Sometimes he does break out of the formula and explains what he’s trying to get. At that point Lupe just goes “This guy is crazy! I told you he was crazy!”

And it’s all nonsensical.

This whole exchange seriously happens about three times in the book.

In between that, we get George dealing with Dolores (she reviles him now) and also at some point Lucas just goes away. George also talks to his boss. They don’t like each other.

This book really should have been a short story.

We also get the occasional glimpse at a space mission to Venus. We’ll get a page or two describing it, usually from news George hears on the radio. At first everything seems nice and jolly, but then it turns out that something is going wrong. Possibly? The astronauts’ communications cut out for a while, even though information about the ship and their crew’s vital signs appear normal. Then they claim that communications are back but what comes out is all garbled.

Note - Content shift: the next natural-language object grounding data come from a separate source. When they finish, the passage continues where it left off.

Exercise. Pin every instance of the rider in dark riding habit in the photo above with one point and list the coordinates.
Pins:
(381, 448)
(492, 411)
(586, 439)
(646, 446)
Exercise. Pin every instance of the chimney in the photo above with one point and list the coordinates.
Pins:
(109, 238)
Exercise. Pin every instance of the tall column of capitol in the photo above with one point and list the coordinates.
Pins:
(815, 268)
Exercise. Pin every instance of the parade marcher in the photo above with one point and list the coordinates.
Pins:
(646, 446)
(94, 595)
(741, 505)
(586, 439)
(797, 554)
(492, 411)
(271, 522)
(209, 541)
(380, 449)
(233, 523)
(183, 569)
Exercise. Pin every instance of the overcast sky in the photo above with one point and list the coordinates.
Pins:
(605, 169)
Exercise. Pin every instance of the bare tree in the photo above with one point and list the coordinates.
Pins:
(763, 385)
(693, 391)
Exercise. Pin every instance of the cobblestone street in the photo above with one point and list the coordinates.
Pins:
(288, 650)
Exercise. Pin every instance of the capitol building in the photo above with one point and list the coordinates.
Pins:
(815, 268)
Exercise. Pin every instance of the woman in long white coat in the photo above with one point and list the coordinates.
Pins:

Then when the ship comes in for a landing on Venus, it just rises back up and flies back to Earth.

I felt like all this was supposed to be significant somehow but I couldn’t figure out why other than the general tone throughout the book of AIN’T LIFE CRAZY.

I’m not a fan of things whose entire theme is AIN’T LIFE CRAZY.

I know that life is crazy.

I look at it every day.

Maybe I’m not the target audience for that kind of book.

Anyway, George has a long conversation with Lupe and Phyllis where nothing gets resolved, so he leaves and goes back to his apartment and then the world ends.

Probably?

I mean, it’s still never made clear whether George is hallucinating or dreaming or what, but yeah, the whole world catches on fire at the end of the book. Or so we’re told.

There’s not a lot I can actually say about this book beyond the fact that it was difficult to follow and hinged around a lot of people I didn’t like.

I don’t read books to get a glimpse into the world I already see around me. What’s the point? I can already see how cold and harsh and confusing the world is. I don’t need a book to add to that.

When I read I either want to escape from the world for a while, or I want somebody to show me something about the world that I didn’t already know. Or maybe I did know it all along and I just never thought about it that way.

I don’t want a blunt sad existential tale. I want something to be pretty.

I’m not saying that my way is the only way, and I bet there are a lot of people who would get a big kick out of this book. I’m not one of them.

3 thoughts on “The Day of the Burning

  1. I just read this last month! I haven’t reviewed it because… (ellipse with 3 dots) well, reviewing doesn’t give me happiness any more. Too much damn work, very little pay off. Anyway, I finished Malzberg’s Overlay last week – much, much better than The Day of Burning yet with a similar earth-is-at-the-hands-of-a-secret-alien-organization kind of plot.